For those of us on this side of the Atlantic, who might be forgiven for taking at least some of their impressions of US political / economic life from the hugely popular “House of Cards” series, featuring that most versatile of actors, Kevin Spacey, the testimony of Janet Yellen, chair of the Federal Open Market Committee (FOMC) to the new chairman of the Banking, Housing and Urban Affairs committee and his colleagues, was just a little underwhelming.
Apart from lecturing the foremost economist in the western world on the various methodologies for measuring inflation (talk about teaching your grandmother how to suck eggs), and paddling their own and their party’s current favourite hobbyhorse, Federal Reserve transparency, or the lack of it, the questioning members gave Ms. Yellen little scope to enlighten the rest of the world about the matter that exercises us, the probable timing of core interest rate rises in the US. This is now, officially, to be dealt with on a meeting to meeting basis.

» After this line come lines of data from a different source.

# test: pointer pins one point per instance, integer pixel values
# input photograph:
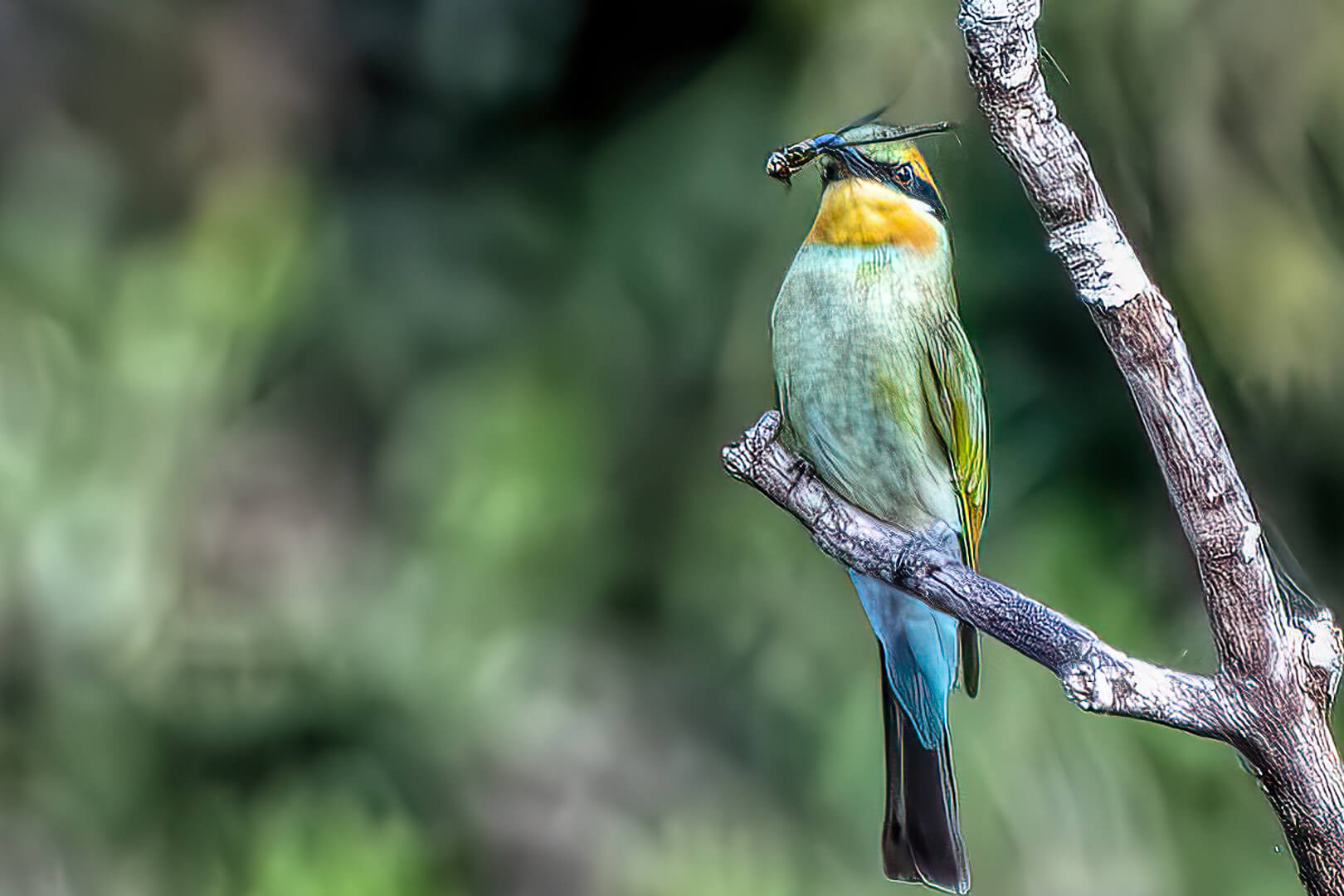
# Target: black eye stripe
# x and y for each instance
(901, 175)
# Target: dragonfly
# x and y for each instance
(785, 162)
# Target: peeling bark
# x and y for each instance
(1277, 674)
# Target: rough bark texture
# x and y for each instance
(1277, 674)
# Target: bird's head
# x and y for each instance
(889, 156)
(877, 184)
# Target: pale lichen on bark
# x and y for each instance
(1277, 670)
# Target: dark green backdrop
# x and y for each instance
(363, 370)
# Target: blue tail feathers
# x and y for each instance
(919, 649)
(921, 835)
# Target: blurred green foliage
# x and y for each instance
(363, 368)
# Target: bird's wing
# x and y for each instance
(957, 409)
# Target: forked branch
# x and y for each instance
(1277, 674)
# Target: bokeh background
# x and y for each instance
(363, 371)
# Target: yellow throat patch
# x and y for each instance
(863, 212)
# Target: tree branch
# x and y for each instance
(1094, 674)
(1277, 674)
(1283, 716)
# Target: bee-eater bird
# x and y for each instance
(879, 390)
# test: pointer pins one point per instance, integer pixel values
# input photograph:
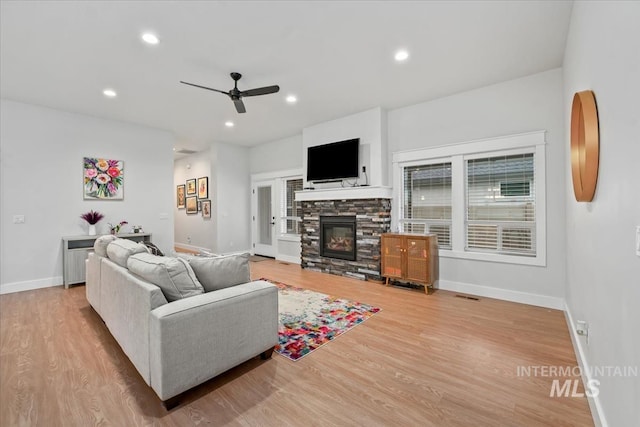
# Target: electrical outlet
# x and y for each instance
(582, 328)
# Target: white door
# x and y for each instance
(265, 213)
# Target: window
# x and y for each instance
(290, 210)
(500, 205)
(485, 200)
(427, 201)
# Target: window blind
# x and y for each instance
(501, 204)
(427, 201)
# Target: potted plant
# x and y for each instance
(92, 217)
(115, 229)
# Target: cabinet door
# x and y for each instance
(392, 256)
(417, 260)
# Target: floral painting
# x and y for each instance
(103, 179)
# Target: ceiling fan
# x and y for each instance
(237, 95)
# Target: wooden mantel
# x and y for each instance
(347, 193)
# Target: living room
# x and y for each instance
(587, 269)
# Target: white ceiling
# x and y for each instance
(337, 57)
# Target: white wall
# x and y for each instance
(278, 155)
(523, 105)
(370, 127)
(231, 200)
(603, 272)
(193, 231)
(42, 151)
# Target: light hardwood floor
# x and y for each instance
(435, 360)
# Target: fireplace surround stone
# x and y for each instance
(373, 218)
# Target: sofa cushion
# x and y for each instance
(151, 248)
(121, 249)
(221, 272)
(101, 243)
(173, 275)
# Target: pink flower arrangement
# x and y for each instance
(92, 217)
(102, 178)
(115, 229)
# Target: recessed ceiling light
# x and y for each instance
(401, 55)
(150, 38)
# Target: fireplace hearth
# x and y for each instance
(338, 237)
(372, 218)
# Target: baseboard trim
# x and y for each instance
(288, 258)
(28, 285)
(594, 402)
(503, 294)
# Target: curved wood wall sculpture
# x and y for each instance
(585, 145)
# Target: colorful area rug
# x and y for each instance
(310, 319)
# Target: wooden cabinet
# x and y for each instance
(410, 258)
(75, 250)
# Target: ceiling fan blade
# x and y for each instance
(204, 87)
(239, 106)
(260, 91)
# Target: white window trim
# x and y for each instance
(457, 154)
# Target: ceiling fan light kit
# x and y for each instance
(236, 95)
(585, 145)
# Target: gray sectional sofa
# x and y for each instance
(180, 325)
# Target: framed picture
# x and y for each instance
(191, 187)
(192, 205)
(180, 196)
(203, 187)
(206, 209)
(103, 179)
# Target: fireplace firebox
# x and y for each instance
(338, 237)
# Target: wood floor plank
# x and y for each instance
(435, 360)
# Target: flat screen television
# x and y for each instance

The EURUSD pair oscillated around somewhat during the testimony, and then settled pretty much where it had been to begin with. Ms. Yellen testifies again today, but more of the same is expected.
Is Greece off the agenda, for now?
The Greek government has received approval from the finance ministers of the Eurozone for an extension of its bailout, but this is bound around with lots of concerns about a lack of specificity on the proposals being made by Greece for compliance, and the need to have them implemented before they cash is actually paid over. Up front and centre in the voicing of these concerns is Christine Lagarde, managing director of the IMF, one of the bodies that the new Greek government promised their supporters before the election they would have nothing more to do with.
The European Central Bank and the Commission itself, the other members of the hated troika, are also flexing their muscles. As we said previously, when you are in negotiations, it is vital that you know where the power resides.